If the light of reason cannot reach everywhere, then art is the other great illuminator. Art captures that which is difficult to grasp, like paradox, the Mona Lisa smile, the surrealist dreamscapes such as Paul Delvaux's moonlit scene in “Les Adieux”, or Salvador Dali's absurd worlds that nonetheless have resonance and a strange familiarity.

Art is home to non-dualistic awareness and primordial symbols, the beauty of Indigenous painter Paddy Bedford's compositions, those simple shapes with a surprising power. Art is the ability of Mark Rothko to paint canvasses full of nothingness and express emotion with an exactness that's impossible to describe in words.

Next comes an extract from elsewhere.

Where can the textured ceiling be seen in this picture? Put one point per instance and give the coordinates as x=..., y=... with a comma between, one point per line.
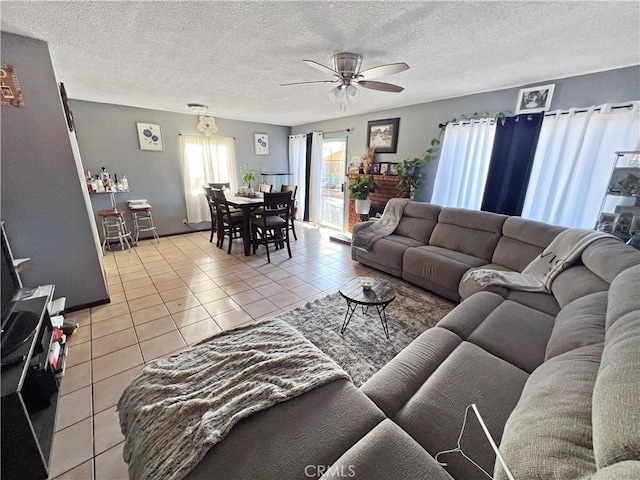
x=233, y=56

Art is non-verbal communication that reaches across cultures and through history, reducing distance between ourselves and others. It's neither subjective nor objective knowledge, but an intermingling of both. It's the personal plus something larger. It's Thales' idea that “all things are full of gods” or the Zen notion of the big mind and suchness. It's a proper, almost yogic, alignment of heart, mind and body. Art is to the soul what reason is to the mind. The shamans knew it as a tool for exploring the inner life, a great vastness – and as someone once said to me, "If you were to document every emotion, every sense and feeling you have, you'd be astonished by how rich your life is."


References:
1. Wurtzel, Elizabeth 1999 Bitch, In Praise of Difficult Women, Quartet Books Ltd: Great Britain.
2. Dalley, Tessa (ed) 1984 Art as Therapy: An Introduction to the Use of Art as a Therapeutic Technique, Tavistock Publications: London.
3. Fuller, Peter 1984 Foreword, in Art as Therapy: An Introduction to the Use of Art as a Therapeutic Technique, Tavistock Publications: London, pp. ix - x.
4. Robinson, Martin 1984 A Jungian approach to art therapy based in a residential setting in Art as Therapy: An Introduction to the Use of Art as a Therapeutic Technique, Tavistock Publications: London, pp. 82-95.
5. Carter, Robert 2008 The Japanese Arts and Self-Cultivation, State University of New York Press: New York.
6. Rackham, Melinda 2005 in 2004 A Collaboration Between Centre for the Moving Image and the NGV, National Gallery of Victoria/Woodstocker Books: Melbourne.
7. Woodcock, Victoria 2006 Introduction in Making Stuff: An Alternative Craft Book, Black Dog Publishing, London.
8. Mace, Gerard,1999 Afterword in Henri Cartier-Bresson, The Mind's Eye, Writings on Photography and Photographers, Aperture: New York.
9. Cartier-Bresson, Henri 1999 The Mind's Eye, Writings on Photography and Photographers, Aperture: New York.
10. 2005 2004 a collaboration between centre for the moving image and the NGV, National Gallery of Victoria Woodstocker Books: Melbourne.
11. Jung, C.G 1933 Modern Man in Search of a Soul Routledge and Kegan Paul: London.